Will the GOP senators call her a nasty girl? Some will; some won’t. What we know is that there is strong feeling within the party that she is an affirmative action baby who wouldn’t have been on the short list but for Biden’s highly inappropriate commitment to appoint a black woman to the Court.

Is that fair? No, for three reasons:

  1. Opinion within the GOP suggests that there is some sort of exam, or game of Legal Jeopardy, which creates a clear and lengthy hierarchy for the purpose of selecting judges. That is not the case; there are literally thousands of people who are qualified for the job (even, arguably, me). Biden was obligated to start with a reasonably large pool of qualified applicants, and to pick someone from it. He did. There is no list with an old white dude with a Harvard Law degree at the top.

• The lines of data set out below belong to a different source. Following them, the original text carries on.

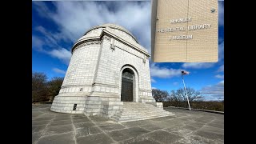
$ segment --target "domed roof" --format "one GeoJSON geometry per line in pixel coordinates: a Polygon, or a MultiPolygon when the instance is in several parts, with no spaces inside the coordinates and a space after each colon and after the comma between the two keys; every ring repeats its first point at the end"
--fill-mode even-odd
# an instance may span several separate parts
{"type": "Polygon", "coordinates": [[[89,33],[90,31],[91,31],[93,30],[98,29],[98,28],[106,28],[106,26],[110,27],[112,29],[117,29],[117,30],[119,30],[121,31],[126,32],[126,34],[130,35],[138,42],[136,38],[130,31],[128,31],[124,27],[122,27],[121,26],[118,26],[118,25],[116,25],[116,24],[114,24],[114,23],[106,23],[106,24],[102,24],[102,25],[98,25],[98,26],[94,26],[94,27],[89,29],[89,30],[87,30],[86,33],[84,35],[86,35],[87,33],[89,33]]]}

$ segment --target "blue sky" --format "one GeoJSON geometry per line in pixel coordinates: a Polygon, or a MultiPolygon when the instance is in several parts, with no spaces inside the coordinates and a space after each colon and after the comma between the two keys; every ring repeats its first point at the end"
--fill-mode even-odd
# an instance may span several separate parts
{"type": "MultiPolygon", "coordinates": [[[[32,71],[49,79],[64,77],[73,44],[90,27],[116,23],[130,31],[150,51],[150,1],[32,2],[32,71]]],[[[150,61],[153,88],[170,91],[186,86],[200,90],[206,100],[224,98],[224,2],[218,2],[219,60],[210,63],[154,63],[150,61]]]]}

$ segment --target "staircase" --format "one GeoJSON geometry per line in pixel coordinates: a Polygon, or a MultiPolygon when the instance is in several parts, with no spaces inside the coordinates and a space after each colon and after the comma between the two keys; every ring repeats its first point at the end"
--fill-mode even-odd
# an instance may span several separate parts
{"type": "Polygon", "coordinates": [[[124,102],[123,109],[111,117],[114,122],[126,122],[172,116],[174,114],[157,108],[151,104],[134,102],[124,102]]]}

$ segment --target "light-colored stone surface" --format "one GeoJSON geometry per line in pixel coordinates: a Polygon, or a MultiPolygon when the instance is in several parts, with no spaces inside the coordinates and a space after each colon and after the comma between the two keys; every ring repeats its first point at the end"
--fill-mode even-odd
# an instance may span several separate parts
{"type": "Polygon", "coordinates": [[[32,143],[224,143],[224,115],[164,108],[175,116],[116,123],[32,105],[32,143]]]}
{"type": "Polygon", "coordinates": [[[122,109],[122,75],[126,69],[133,73],[133,101],[159,107],[152,97],[150,56],[122,26],[104,24],[91,28],[74,43],[62,88],[50,110],[113,116],[122,109]]]}

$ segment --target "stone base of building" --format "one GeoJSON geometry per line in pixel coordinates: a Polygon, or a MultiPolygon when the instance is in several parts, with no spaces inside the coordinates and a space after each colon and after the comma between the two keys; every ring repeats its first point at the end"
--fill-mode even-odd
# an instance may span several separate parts
{"type": "Polygon", "coordinates": [[[86,96],[56,96],[50,110],[58,113],[83,114],[86,96]],[[74,106],[76,105],[75,110],[74,106]]]}
{"type": "MultiPolygon", "coordinates": [[[[162,103],[155,102],[154,98],[146,97],[140,101],[140,103],[151,104],[162,109],[162,103]]],[[[86,116],[98,115],[104,118],[111,118],[122,110],[123,102],[119,98],[66,95],[56,96],[50,108],[51,111],[59,113],[84,114],[86,116]]]]}

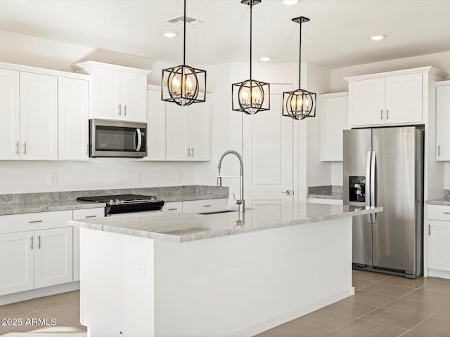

  2. Given that the Supreme Court is increasingly acting as the nation’s final arbiter of racial and culture war issues, rather than a group of dry technicians reviewing tax statutes, it makes perfect sense to try to make it look like America–not just a bunch of conservative white Catholics.
  3. The GOP, of course, engages in its own identity politics when it gets to choose a new justice. That is exactly why the Court in no way represents the views of America as a whole–just, in the party’s view, the “real America” of wealthy white Christians.